Johns Hopkins is expanding its annual institution-wide Summer Jobs Program, which gives Baltimore City youth between the ages of 15 and 21 a chance to experience various careers while getting a taste of workplace culture.
This year, the university, hospital, and health system are gearing up to employ 300 students—100 more than last summer—over the course of two summer work sessions, starting June 22 and July 27.
This year's cohort is the largest in the 21-year history of the Summer Jobs Program, which was able to expand because faculty and staff quickly stepped up to provide additional paid internships for the city's young people. An email message sent Wednesday afternoon by Johns Hopkins leaders urged faculty and staff to identify opportunities within their departments where young people could gain job skills and a meaningful educational and mentoring experience. By Thursday afternoon, all but a handful of placements were made.
In a message to faculty and staff, Ronald J. Daniels, president of Johns Hopkins University; Ronald R. Peterson, president of the Johns Hopkins Hospital and Health System and executive vice president of Johns Hopkins Medicine; Paul B. Rothman, dean of the Johns Hopkins University School of Medicine and CEO of Johns Hopkins Medicine, wrote about how they had engaged in many conversations about the ways Johns Hopkins could support its neighbors in the wake of the recent unrest in Baltimore.

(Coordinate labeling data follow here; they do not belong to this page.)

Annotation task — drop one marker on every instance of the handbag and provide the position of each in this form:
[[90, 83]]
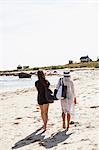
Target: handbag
[[59, 93], [62, 91], [49, 95]]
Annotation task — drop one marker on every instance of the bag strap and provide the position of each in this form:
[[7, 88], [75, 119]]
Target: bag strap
[[61, 81]]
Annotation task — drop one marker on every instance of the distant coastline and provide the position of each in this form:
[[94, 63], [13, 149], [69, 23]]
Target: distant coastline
[[85, 65]]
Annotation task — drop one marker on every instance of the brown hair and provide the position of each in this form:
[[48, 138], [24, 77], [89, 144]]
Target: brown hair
[[41, 75]]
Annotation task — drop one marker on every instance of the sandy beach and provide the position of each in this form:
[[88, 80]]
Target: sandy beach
[[21, 125]]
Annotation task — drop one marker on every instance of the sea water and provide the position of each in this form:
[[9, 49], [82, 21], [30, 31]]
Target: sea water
[[11, 83]]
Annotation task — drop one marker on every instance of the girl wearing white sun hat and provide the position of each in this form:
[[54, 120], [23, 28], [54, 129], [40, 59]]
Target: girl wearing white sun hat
[[68, 99]]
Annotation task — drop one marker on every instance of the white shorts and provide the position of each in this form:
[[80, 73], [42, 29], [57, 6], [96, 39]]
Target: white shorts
[[67, 105]]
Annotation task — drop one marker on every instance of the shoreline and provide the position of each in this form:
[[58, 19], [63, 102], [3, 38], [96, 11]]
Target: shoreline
[[47, 72], [21, 123]]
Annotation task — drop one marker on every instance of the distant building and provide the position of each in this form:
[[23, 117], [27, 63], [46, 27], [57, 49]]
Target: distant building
[[70, 61], [85, 59], [25, 67], [97, 59], [19, 67]]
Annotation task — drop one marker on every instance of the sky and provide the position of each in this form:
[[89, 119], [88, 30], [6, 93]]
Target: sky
[[47, 32]]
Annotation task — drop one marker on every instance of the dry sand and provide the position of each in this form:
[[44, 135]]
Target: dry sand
[[20, 123]]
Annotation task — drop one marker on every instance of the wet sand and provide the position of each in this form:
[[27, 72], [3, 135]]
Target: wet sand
[[21, 125]]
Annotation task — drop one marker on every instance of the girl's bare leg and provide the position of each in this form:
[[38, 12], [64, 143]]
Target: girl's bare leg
[[68, 120], [63, 118], [44, 113]]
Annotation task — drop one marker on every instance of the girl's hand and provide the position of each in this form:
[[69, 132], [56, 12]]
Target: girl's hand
[[75, 101]]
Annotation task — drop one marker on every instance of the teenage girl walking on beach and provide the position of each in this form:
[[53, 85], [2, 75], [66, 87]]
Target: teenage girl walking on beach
[[40, 84], [69, 100]]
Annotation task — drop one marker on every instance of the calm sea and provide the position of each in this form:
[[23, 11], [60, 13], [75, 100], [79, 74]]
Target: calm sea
[[86, 77], [11, 83]]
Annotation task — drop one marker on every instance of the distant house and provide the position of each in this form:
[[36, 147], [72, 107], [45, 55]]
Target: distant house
[[70, 61], [97, 59], [25, 67], [19, 67], [85, 59]]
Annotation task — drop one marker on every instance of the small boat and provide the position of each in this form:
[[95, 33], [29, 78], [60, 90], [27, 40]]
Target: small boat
[[24, 75]]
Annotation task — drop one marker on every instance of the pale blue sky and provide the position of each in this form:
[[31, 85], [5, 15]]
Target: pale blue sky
[[47, 32]]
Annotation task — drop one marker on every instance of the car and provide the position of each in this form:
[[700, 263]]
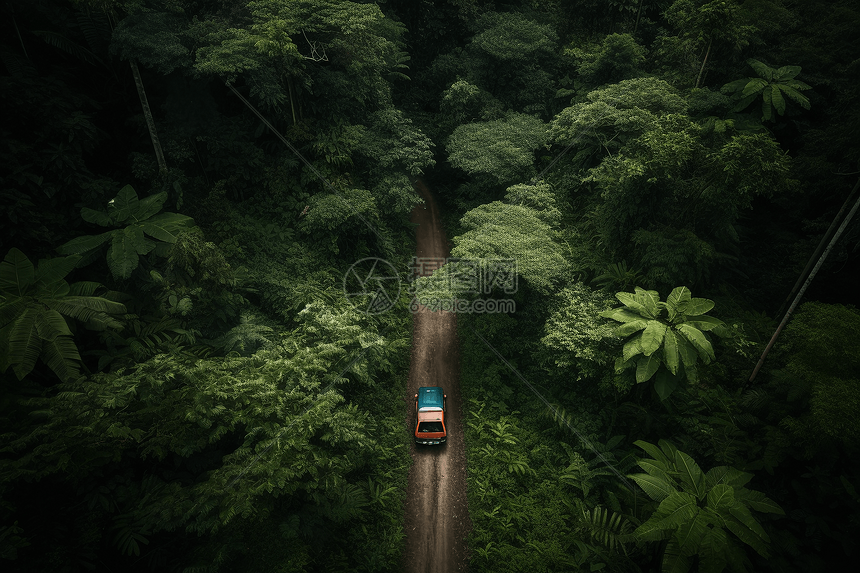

"Out of these discussions and your many thoughtful suggestions, we found that employment—specifically, job opportunities and career tracks for youth—was a recurring theme," they wrote.
Peterson was on hand Wednesday as a number of government and business leaders—including Baltimore Mayor Stephanie Rawlings-Blake, U.S. Labor Secretary Tom Perez, and Sen. Barbara A. Mikulski—urged employers to help close a funding gap for Baltimore's summer jobs program. That program, YouthWorks, needs $1.5 million in additional funding to achieve a goal of hiring all of the nearly 8,000 young people who have applied.
Johns Hopkins, which partners with the city program, was asked to increase its placements by 50 percent, from 200 to 300, and was able to meet that goal with coordination by the Office of Strategic Workforce Planning & Development. Over the years, Johns Hopkins has served more than 2,500 students through the program, providing them with work experience and skills that may be used in future jobs.